Baird West Coast Wheat Wine (ベアードビール・ウエストコーストウィートワイン)
Package: 330mL bottle
Misc: IBU – 80; hops – US Apollo, Warrior, Summit, Centennial, Ahtanum
Pour -Similarly pink grapefruit orange amber, lots of sediment and very cloudy, almost no carbonation
Aroma – Alcohol and sugar, fruit as it warms up
Flavor – Very sweet, grapefruit, sugar, finish is sweet, as it warms up more tropical fruit
Baird’s yearly wheat wine offering is called the West Coast Wheat Wine, paying homage to both the origin myth of the wheat wine (born of a barley wine brew session got wrong at Rubicon in Sacramento) and to the bold creativity that is the calling card of many a West Coast Brewer. The brewing notes don’t point out anything too noteworthy, but similar to the SanktGallen effort I see a hop listed that isn’t all that common – the Ahtanum hop. Ahtanum is an aroma hop that is known for having strong citrus/floral aromas but without having a strong bittering effect. In that sense, it’s a bit similar to the HBC342 hop we saw in the SanktGallen Un angel in that they both will be citrusy but relatively mild from a bitterness perspective.
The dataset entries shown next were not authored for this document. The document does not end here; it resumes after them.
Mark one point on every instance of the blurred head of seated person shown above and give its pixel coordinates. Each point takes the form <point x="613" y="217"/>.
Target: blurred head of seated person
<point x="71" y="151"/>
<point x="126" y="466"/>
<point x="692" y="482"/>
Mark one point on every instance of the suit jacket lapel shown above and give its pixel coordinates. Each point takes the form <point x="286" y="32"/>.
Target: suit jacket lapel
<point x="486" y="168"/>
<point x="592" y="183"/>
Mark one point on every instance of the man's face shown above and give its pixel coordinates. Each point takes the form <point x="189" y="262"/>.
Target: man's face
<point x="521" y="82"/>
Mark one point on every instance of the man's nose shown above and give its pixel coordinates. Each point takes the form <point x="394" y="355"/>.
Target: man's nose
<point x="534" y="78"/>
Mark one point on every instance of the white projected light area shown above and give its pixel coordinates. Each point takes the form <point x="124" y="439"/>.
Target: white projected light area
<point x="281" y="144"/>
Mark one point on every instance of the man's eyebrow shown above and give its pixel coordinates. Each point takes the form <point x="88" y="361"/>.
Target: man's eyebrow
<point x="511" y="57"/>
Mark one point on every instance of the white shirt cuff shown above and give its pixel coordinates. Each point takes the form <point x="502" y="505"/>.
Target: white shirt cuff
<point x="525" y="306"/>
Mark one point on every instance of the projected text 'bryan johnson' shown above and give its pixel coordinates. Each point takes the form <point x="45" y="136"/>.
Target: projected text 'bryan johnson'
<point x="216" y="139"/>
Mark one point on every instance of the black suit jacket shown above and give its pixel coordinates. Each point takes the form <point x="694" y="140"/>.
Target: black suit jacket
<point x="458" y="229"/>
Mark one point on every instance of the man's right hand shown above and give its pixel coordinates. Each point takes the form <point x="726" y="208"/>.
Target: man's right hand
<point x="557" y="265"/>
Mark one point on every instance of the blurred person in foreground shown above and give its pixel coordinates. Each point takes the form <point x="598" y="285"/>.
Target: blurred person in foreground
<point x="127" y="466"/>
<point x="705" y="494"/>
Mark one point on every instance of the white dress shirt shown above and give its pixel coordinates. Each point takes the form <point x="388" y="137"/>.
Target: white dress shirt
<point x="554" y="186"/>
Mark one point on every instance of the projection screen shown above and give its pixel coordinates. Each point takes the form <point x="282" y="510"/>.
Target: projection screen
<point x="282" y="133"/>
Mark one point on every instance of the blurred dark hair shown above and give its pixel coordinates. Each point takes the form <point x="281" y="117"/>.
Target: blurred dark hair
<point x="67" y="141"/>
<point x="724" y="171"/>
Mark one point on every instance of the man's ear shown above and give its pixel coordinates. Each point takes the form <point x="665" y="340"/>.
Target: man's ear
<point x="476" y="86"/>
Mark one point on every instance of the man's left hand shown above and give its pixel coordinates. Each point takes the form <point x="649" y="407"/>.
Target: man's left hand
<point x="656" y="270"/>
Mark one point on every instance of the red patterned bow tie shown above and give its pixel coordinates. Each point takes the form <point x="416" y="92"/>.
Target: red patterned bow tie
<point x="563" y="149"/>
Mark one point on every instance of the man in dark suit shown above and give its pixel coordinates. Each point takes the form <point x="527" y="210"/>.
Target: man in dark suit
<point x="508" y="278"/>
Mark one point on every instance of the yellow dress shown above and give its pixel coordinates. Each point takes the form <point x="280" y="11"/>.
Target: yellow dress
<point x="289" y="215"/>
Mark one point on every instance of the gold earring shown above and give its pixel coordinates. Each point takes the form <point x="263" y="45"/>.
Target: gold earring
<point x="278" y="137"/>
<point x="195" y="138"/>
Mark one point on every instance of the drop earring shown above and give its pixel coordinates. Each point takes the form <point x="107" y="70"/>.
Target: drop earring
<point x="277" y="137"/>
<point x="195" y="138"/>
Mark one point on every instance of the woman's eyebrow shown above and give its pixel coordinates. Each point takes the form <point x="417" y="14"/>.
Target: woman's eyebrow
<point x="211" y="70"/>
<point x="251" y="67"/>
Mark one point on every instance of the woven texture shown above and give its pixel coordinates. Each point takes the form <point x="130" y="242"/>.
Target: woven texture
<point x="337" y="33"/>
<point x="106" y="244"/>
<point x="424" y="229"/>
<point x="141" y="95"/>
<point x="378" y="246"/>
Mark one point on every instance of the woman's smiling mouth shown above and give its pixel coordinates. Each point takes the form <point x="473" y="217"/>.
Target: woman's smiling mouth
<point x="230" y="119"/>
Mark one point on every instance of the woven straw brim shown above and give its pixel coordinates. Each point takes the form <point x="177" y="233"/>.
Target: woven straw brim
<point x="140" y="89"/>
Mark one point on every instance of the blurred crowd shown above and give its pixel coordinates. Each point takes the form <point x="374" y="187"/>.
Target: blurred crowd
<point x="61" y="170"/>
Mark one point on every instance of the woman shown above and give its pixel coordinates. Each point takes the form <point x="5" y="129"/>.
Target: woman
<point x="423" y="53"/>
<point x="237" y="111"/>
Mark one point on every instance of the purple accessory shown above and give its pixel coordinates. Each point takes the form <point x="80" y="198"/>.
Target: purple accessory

The Baird West Coast Wheat Wine is, for the most part, very sweet. The sugar is quite prominent from the very start, and it’s also quite boozy, especially on the aroma. As it warms up, though, more fruit comes into play, and that mitigates the sugary aspect of it somewhat. On the whole, however, it’s not balanced very well, and the sugars really dominate. It definitely needs more balance, and while the fruits are promising, it’s not enough to save it. Definitely more hops and bitterness would help, but really they just need to tone down the sweetness.
So today we’ve tried a couple of wheat wines that didn’t quite hit the mark – the SanktGallen Un angel was too mild, and the Baird West Coast Wheat Wine too sweet. The Japanese wheat wine version of Goldilocks then ends, I suppose, with the Daisen G Wheat Wine being just right. The other three we tried so far (in addition to today’s there was also the Shonan Wheat Wine from round 1) are all fatally flawed, but the Daisen G offering is quite nice and well-balanced. As we mentioned in the first round wheat wines aren’t all that common in Japan, and I’m not sure if I can think of any others out there besides the four we’ve reviewed, but certainly as we come across them we’ll review them next year.